Project description:Are musicians better able to understand speech in noise than non-musicians? Recent findings have produced contradictory results. Here we addressed this question by asking musicians and non-musicians to understand target sentences masked by other sentences presented from different spatial locations, the classical 'cocktail party problem' in speech science. We found that musicians obtained a substantial benefit in this situation, with thresholds ~6?dB better than non-musicians. Large individual differences in performance were noted particularly for the non-musically trained group. Furthermore, in different conditions we manipulated the spatial location and intelligibility of the masking sentences, thus changing the amount of 'informational masking' (IM) while keeping the amount of 'energetic masking' (EM) relatively constant. When the maskers were unintelligible and spatially separated from the target (low in IM), musicians and non-musicians performed comparably.

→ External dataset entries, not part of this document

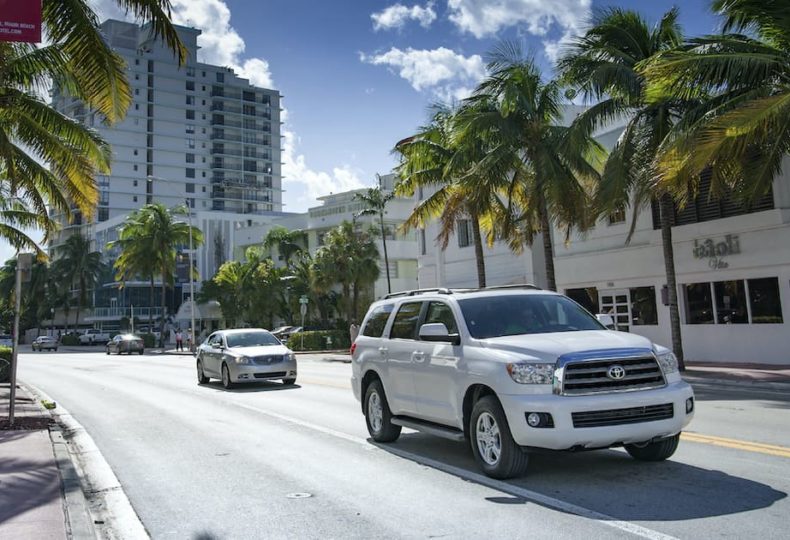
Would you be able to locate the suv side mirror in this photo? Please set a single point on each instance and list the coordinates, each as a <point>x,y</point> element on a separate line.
<point>606,320</point>
<point>438,332</point>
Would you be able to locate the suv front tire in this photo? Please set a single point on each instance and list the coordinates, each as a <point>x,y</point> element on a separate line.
<point>492,444</point>
<point>378,416</point>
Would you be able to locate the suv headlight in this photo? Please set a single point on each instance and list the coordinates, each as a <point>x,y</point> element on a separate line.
<point>668,362</point>
<point>527,373</point>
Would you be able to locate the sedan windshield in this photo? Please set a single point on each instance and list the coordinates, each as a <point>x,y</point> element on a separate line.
<point>250,339</point>
<point>510,315</point>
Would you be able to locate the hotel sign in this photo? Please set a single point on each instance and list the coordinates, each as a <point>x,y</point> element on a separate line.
<point>715,251</point>
<point>20,20</point>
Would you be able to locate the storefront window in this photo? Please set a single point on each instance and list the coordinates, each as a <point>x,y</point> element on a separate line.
<point>764,300</point>
<point>643,306</point>
<point>586,298</point>
<point>699,305</point>
<point>730,302</point>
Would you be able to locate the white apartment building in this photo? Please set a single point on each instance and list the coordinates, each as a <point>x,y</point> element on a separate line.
<point>732,265</point>
<point>195,135</point>
<point>339,207</point>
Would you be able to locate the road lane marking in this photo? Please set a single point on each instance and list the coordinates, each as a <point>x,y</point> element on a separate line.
<point>760,448</point>
<point>498,485</point>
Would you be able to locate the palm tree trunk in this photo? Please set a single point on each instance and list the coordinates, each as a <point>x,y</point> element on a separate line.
<point>151,306</point>
<point>384,247</point>
<point>548,247</point>
<point>479,256</point>
<point>665,205</point>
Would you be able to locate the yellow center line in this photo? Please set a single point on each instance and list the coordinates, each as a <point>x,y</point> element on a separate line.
<point>770,449</point>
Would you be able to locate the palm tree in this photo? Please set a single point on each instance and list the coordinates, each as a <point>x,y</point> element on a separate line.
<point>604,65</point>
<point>740,131</point>
<point>435,158</point>
<point>288,243</point>
<point>155,232</point>
<point>545,169</point>
<point>375,200</point>
<point>83,268</point>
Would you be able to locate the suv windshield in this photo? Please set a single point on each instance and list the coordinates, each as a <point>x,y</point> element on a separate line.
<point>510,315</point>
<point>251,339</point>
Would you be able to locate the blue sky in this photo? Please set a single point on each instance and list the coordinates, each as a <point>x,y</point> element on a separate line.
<point>357,76</point>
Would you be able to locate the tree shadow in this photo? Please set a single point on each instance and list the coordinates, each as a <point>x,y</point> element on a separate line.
<point>610,482</point>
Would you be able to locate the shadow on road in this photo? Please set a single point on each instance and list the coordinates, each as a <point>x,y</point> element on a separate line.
<point>610,482</point>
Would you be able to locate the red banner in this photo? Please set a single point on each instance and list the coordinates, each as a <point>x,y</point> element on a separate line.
<point>20,20</point>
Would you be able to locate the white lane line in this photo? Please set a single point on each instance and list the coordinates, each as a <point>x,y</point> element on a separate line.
<point>534,496</point>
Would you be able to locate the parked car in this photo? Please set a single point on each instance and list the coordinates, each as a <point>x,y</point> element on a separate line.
<point>45,342</point>
<point>93,335</point>
<point>128,343</point>
<point>243,356</point>
<point>512,370</point>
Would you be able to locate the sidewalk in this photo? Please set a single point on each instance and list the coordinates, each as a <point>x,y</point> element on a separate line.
<point>764,375</point>
<point>31,497</point>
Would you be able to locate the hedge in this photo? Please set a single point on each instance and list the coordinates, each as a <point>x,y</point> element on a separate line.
<point>315,340</point>
<point>5,364</point>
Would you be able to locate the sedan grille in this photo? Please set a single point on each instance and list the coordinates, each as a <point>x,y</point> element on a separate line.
<point>268,360</point>
<point>616,417</point>
<point>612,375</point>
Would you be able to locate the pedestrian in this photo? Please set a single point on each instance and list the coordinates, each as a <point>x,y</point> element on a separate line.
<point>354,331</point>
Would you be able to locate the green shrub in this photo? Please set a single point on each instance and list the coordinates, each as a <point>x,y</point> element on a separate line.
<point>5,364</point>
<point>70,340</point>
<point>316,340</point>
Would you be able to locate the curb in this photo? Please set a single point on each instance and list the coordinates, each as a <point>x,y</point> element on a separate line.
<point>87,470</point>
<point>767,385</point>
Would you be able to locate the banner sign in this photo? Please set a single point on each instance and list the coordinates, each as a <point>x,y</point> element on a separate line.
<point>20,20</point>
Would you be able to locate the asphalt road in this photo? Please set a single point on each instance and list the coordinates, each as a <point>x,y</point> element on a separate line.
<point>203,463</point>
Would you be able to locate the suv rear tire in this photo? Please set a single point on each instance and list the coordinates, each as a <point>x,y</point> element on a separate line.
<point>378,416</point>
<point>655,451</point>
<point>492,444</point>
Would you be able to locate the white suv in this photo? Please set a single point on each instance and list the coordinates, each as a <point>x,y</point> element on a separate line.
<point>513,369</point>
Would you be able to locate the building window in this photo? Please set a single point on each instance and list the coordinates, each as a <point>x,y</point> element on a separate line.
<point>586,297</point>
<point>699,304</point>
<point>764,301</point>
<point>730,299</point>
<point>643,306</point>
<point>464,230</point>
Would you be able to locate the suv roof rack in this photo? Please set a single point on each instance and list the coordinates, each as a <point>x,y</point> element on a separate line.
<point>440,290</point>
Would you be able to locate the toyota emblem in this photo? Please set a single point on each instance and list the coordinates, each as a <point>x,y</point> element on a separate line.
<point>616,372</point>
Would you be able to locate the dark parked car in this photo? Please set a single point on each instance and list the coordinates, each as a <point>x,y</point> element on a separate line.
<point>128,343</point>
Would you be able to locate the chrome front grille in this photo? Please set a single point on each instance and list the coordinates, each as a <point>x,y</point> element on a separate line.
<point>268,360</point>
<point>597,376</point>
<point>616,417</point>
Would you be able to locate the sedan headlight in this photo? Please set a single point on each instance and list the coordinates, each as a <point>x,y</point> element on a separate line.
<point>668,362</point>
<point>526,373</point>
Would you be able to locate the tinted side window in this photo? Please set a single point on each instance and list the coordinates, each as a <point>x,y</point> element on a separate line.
<point>377,321</point>
<point>405,325</point>
<point>439,312</point>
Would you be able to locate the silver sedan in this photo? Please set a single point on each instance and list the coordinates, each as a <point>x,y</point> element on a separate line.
<point>244,356</point>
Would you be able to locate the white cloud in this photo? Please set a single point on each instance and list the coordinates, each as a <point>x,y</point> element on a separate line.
<point>484,18</point>
<point>445,73</point>
<point>396,16</point>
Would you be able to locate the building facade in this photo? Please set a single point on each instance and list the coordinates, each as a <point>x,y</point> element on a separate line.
<point>195,135</point>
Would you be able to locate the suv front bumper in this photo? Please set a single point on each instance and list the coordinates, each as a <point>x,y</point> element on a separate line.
<point>564,436</point>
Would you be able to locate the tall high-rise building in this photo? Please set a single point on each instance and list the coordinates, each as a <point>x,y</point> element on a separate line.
<point>196,135</point>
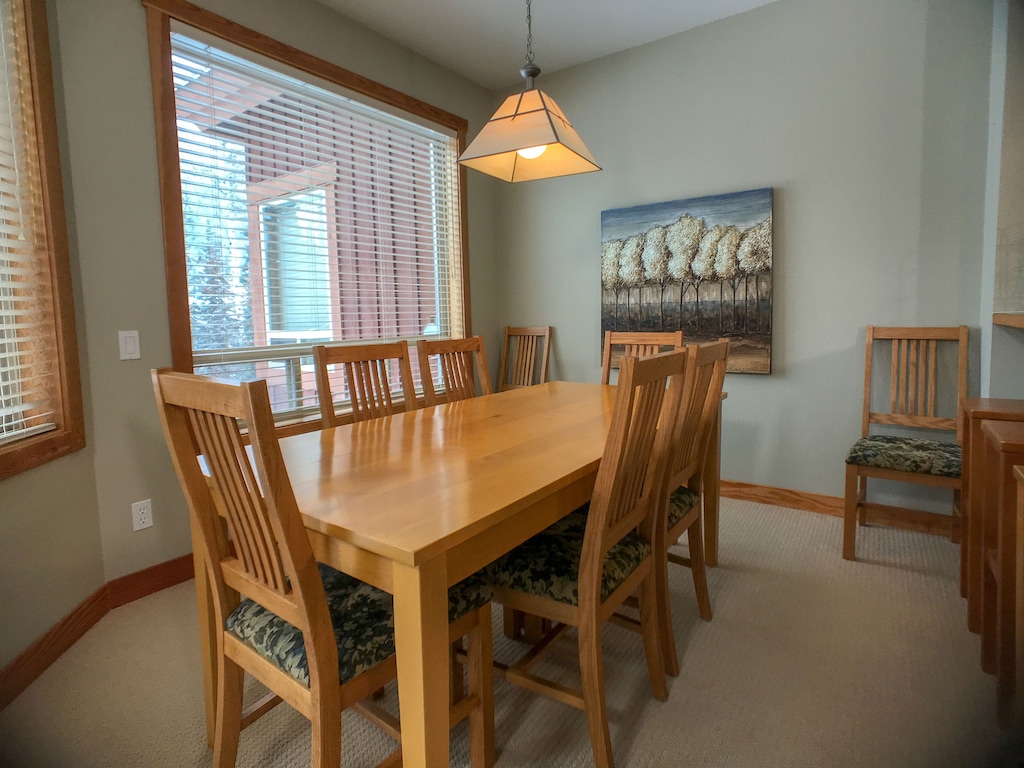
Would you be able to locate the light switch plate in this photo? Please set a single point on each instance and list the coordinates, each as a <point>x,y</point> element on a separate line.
<point>128,343</point>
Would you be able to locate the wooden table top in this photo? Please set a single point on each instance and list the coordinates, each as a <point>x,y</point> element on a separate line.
<point>1003,408</point>
<point>1008,436</point>
<point>411,486</point>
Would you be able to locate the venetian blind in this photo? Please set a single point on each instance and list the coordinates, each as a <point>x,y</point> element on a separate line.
<point>29,369</point>
<point>309,217</point>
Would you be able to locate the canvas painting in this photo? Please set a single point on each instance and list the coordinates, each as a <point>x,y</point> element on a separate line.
<point>702,265</point>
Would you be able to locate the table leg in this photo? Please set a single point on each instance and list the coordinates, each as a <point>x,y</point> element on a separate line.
<point>973,499</point>
<point>710,484</point>
<point>422,645</point>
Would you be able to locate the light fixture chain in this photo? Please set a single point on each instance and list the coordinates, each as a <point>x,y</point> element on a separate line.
<point>529,34</point>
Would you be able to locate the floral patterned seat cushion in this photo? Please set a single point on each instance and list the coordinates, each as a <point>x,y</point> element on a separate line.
<point>548,564</point>
<point>907,455</point>
<point>681,502</point>
<point>363,617</point>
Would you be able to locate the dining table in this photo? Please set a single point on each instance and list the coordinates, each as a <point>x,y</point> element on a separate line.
<point>415,502</point>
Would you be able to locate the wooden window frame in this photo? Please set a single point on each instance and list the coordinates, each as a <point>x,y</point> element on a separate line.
<point>69,434</point>
<point>159,16</point>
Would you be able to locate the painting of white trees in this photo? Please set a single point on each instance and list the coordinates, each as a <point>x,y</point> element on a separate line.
<point>702,265</point>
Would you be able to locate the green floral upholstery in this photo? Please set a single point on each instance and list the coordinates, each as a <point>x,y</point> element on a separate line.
<point>363,619</point>
<point>907,455</point>
<point>548,564</point>
<point>681,502</point>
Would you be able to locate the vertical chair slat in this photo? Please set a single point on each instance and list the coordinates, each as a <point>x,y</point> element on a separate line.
<point>932,375</point>
<point>912,377</point>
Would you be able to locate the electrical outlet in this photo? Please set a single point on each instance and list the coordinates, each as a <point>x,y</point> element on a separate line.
<point>141,514</point>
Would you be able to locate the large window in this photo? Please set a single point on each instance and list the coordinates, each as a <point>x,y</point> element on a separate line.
<point>40,395</point>
<point>303,205</point>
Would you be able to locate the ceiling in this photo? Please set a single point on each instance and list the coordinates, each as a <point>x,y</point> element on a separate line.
<point>485,40</point>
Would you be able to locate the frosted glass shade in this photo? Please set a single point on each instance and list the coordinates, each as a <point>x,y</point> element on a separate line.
<point>524,120</point>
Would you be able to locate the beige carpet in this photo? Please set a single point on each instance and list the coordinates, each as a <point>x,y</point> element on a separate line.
<point>810,660</point>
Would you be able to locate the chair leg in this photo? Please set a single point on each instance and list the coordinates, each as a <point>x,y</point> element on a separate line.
<point>512,622</point>
<point>651,637</point>
<point>457,688</point>
<point>592,673</point>
<point>850,514</point>
<point>481,720</point>
<point>228,725</point>
<point>666,632</point>
<point>699,571</point>
<point>326,752</point>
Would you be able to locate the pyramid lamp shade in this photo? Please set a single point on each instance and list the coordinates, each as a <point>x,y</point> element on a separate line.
<point>528,137</point>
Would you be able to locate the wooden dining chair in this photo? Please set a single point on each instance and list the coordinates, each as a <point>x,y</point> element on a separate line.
<point>635,344</point>
<point>456,358</point>
<point>916,391</point>
<point>368,372</point>
<point>582,568</point>
<point>691,436</point>
<point>318,639</point>
<point>519,357</point>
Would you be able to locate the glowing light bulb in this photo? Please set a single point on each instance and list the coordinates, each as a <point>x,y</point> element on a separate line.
<point>531,153</point>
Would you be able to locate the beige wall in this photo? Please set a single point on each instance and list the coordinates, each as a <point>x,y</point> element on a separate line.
<point>868,119</point>
<point>66,527</point>
<point>1006,187</point>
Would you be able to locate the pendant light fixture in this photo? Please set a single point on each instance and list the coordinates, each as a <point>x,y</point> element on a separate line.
<point>528,137</point>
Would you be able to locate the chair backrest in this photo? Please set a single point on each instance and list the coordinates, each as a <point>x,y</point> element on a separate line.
<point>915,385</point>
<point>630,491</point>
<point>369,371</point>
<point>700,399</point>
<point>268,557</point>
<point>640,344</point>
<point>518,365</point>
<point>455,365</point>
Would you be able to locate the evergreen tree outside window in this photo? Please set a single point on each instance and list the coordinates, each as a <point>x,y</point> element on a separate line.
<point>314,207</point>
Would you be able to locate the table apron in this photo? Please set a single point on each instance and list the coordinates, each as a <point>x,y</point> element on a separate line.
<point>482,549</point>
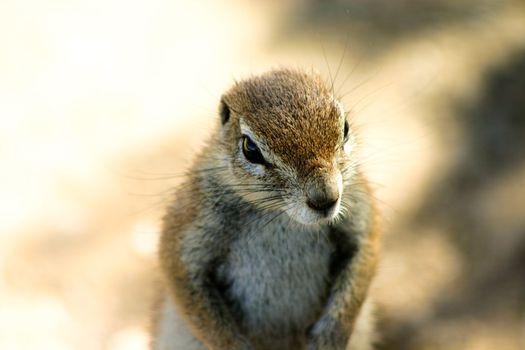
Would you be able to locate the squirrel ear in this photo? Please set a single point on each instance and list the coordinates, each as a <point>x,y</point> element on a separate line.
<point>224,112</point>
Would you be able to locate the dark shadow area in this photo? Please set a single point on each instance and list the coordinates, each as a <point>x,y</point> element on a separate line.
<point>373,26</point>
<point>480,204</point>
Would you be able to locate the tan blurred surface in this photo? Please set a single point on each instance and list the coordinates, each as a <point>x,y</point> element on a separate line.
<point>103,103</point>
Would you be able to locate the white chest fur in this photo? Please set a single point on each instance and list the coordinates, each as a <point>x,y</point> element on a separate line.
<point>278,276</point>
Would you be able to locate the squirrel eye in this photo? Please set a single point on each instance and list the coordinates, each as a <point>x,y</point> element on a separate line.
<point>345,132</point>
<point>251,151</point>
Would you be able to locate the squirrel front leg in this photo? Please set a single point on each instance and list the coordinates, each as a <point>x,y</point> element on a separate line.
<point>199,302</point>
<point>357,264</point>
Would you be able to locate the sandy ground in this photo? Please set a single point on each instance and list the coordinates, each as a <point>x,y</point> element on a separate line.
<point>103,104</point>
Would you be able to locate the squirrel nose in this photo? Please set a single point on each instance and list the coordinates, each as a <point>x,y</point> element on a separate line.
<point>322,194</point>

These results suggest that the characteristics of speech maskers and the amount of IM can influence the magnitude of the differences found between musicians and non-musicians in multiple-talker "cocktail party" environments. Furthermore, considering the task in terms of the EM-IM distinction provides a conceptual framework for future behavioral and neuroscientific studies which explore the underlying sensory and cognitive mechanisms contributing to enhanced "speech-in-noise" perception by musicians.